Twitter is an online microblogging and social networking platform where users can post short messages, up to 280 characters’ length. These short messages are called Tweets. Having limited Tweet’s length supports the use of direct and concise language, which makes it easy for users to scan and read Tweets. However, it also becomes very challenging to write a Tweet. In addition to text, Tweets can also include pictures, sounds, or videos.
Nowadays, politicians, celebrities, and almost all influential personalities are using Twitter as a channel to communicate with the public and post about their lives and thoughts. This diverse and rich online presence of famous people on Twitter makes it a great place to find about events in the community, strengthen general knowledge, and connecting with people from all around the world.
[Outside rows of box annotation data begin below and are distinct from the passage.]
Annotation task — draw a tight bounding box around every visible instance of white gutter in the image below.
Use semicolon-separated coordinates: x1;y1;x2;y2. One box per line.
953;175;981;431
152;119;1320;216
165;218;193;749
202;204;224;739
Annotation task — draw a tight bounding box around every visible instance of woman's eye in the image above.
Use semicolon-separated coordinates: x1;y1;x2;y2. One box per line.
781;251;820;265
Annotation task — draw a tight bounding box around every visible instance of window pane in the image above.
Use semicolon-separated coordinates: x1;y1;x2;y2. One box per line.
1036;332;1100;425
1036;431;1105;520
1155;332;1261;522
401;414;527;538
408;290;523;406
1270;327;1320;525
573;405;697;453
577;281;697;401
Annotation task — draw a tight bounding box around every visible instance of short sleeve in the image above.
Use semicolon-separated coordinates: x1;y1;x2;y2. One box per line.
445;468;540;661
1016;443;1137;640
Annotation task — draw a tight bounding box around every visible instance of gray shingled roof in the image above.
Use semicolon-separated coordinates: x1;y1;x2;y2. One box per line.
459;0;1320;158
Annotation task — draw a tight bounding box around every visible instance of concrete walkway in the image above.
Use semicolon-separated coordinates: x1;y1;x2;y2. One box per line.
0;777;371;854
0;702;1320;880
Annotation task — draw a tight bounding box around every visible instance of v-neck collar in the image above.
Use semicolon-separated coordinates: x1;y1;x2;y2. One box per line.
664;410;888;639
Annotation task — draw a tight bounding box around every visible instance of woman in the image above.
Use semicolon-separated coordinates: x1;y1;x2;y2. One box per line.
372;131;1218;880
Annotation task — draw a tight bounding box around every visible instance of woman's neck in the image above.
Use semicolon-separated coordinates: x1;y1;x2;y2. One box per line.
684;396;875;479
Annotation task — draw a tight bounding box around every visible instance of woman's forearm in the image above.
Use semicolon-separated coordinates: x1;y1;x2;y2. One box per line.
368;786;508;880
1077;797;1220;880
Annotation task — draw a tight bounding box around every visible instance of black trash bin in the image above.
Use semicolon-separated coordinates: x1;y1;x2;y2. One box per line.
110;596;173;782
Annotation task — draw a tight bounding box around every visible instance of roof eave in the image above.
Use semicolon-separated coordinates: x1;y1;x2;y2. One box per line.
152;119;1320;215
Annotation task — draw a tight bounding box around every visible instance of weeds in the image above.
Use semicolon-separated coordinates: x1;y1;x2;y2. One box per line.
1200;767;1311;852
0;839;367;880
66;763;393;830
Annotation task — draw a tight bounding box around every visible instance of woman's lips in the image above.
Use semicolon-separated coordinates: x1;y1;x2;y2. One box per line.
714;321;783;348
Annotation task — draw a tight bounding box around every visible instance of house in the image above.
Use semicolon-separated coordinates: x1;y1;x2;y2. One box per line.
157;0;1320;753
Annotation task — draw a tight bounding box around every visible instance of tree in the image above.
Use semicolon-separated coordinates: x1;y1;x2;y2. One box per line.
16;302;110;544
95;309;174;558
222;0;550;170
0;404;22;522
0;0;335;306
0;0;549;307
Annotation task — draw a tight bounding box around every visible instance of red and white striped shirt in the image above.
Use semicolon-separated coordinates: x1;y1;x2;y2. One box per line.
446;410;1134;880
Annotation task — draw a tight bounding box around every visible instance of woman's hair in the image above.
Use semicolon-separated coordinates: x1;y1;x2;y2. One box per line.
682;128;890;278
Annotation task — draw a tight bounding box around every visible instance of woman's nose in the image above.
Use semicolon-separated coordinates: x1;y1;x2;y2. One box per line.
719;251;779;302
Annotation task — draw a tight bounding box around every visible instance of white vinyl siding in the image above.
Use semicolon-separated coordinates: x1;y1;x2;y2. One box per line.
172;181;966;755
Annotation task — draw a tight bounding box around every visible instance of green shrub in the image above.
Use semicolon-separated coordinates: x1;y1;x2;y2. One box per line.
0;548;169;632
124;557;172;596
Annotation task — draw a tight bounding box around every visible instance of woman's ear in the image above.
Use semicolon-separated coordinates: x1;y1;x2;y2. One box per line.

Moreover, companies, universities, organizations, and governments are also using Twitter to post about their events, plans, or products.
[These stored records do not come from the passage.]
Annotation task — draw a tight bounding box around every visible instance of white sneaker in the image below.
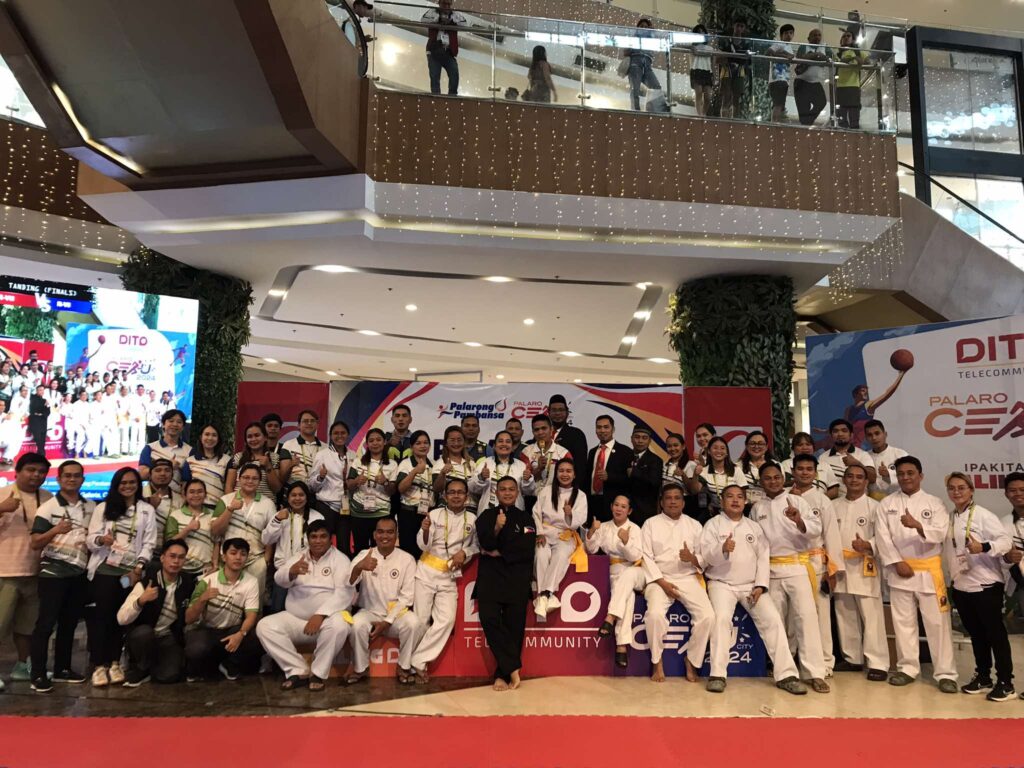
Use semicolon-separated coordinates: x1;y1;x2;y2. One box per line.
92;667;111;688
534;595;548;618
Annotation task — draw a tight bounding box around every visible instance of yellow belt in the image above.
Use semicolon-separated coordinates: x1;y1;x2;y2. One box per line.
768;552;818;595
904;555;949;613
843;549;879;577
420;552;450;573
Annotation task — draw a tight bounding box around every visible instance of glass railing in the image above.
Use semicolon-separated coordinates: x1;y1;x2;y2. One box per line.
364;1;896;133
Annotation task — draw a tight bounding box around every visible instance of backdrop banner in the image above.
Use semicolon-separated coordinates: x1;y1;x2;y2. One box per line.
807;315;1024;512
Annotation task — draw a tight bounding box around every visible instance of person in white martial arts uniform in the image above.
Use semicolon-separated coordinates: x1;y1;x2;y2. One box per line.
534;457;587;621
788;454;846;678
345;517;424;685
584;493;643;669
751;464;830;693
413;479;477;683
833;465;889;682
874;456;958;693
700;485;807;695
640;485;715;683
256;519;355;691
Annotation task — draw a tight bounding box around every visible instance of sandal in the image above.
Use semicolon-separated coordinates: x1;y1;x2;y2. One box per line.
281;675;309;690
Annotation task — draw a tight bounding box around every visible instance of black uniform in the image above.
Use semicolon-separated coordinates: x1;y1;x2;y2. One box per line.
473;506;537;682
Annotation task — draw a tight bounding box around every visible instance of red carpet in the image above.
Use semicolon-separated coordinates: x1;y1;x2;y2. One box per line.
0;720;1024;768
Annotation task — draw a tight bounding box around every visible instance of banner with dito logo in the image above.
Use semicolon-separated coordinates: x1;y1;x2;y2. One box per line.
807;315;1024;511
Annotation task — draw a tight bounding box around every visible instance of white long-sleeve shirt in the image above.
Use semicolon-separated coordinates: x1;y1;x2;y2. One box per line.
946;505;1012;592
273;547;355;621
833;494;882;599
640;512;703;583
874;490;949;595
352;547;416;624
751;492;821;579
700;512;771;594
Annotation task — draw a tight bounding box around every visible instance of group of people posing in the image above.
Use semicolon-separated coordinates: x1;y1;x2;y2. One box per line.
0;395;1024;700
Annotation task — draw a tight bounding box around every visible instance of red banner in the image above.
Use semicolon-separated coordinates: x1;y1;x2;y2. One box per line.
234;381;331;451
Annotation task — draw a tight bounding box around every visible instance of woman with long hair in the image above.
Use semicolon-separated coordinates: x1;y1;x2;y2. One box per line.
534;458;587;620
86;467;157;688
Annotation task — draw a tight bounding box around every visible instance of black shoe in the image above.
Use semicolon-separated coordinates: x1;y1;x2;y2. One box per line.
53;668;87;685
985;682;1017;701
961;675;992;695
32;675;53;693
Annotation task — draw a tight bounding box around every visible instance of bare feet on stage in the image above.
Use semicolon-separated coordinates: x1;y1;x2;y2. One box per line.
684;657;697;683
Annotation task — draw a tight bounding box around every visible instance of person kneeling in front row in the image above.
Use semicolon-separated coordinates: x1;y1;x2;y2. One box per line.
256;519;355;691
185;539;260;682
118;539;197;688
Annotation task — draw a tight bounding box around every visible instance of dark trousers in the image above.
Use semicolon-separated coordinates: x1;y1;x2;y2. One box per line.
398;507;423;560
477;600;529;683
32;573;89;675
949;584;1014;683
793;80;828;125
87;573;129;667
185;625;263;678
125;624;185;683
Twitter content is widely used in studying people’s opinions and attitudes toward several topics or products. This can help to better understand social problems and develop better solutions and improve regulations.
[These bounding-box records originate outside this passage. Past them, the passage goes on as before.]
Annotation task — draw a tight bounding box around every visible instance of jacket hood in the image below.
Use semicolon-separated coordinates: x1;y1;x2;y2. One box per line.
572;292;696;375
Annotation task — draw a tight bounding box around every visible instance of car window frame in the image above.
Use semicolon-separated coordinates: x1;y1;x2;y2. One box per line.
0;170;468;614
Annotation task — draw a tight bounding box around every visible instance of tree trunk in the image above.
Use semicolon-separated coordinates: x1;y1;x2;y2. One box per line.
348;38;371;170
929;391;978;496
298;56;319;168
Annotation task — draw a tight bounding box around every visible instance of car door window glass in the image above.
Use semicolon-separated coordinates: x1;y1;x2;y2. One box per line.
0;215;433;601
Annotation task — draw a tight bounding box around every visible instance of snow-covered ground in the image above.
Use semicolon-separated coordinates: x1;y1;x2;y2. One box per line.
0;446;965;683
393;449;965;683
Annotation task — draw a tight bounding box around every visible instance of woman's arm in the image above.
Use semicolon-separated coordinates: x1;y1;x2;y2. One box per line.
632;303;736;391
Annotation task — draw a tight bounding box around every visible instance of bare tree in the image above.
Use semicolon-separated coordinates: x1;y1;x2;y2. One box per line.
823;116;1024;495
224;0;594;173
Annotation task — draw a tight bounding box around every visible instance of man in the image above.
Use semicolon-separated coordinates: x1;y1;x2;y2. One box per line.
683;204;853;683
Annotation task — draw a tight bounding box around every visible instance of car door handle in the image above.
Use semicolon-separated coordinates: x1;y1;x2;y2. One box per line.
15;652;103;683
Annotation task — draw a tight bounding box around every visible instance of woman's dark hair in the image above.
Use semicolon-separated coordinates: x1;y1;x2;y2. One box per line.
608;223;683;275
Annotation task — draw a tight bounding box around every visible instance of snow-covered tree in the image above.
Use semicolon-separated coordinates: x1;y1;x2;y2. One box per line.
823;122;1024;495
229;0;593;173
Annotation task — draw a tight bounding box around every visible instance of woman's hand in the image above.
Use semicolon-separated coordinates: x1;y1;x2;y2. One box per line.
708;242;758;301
In this short post, I will show how to extract datasets from Twitter API using a Python library called Tweepy based on keywords and terms. The output dataset file includes a set of metadata for each Tweet in an easy-to-use CSV format.
Before starting with the code, you will need to follow the instructions provided by Twitter Developer Platform to get Twitter account access credentials. Twitter offers multiple account type depending on the purpose of downloading the data, each account type might have different features. After approving your request, you will receive consumer_key, consumer_secret, access_token, and access_token_secret, which are mandatory to access Twitter API.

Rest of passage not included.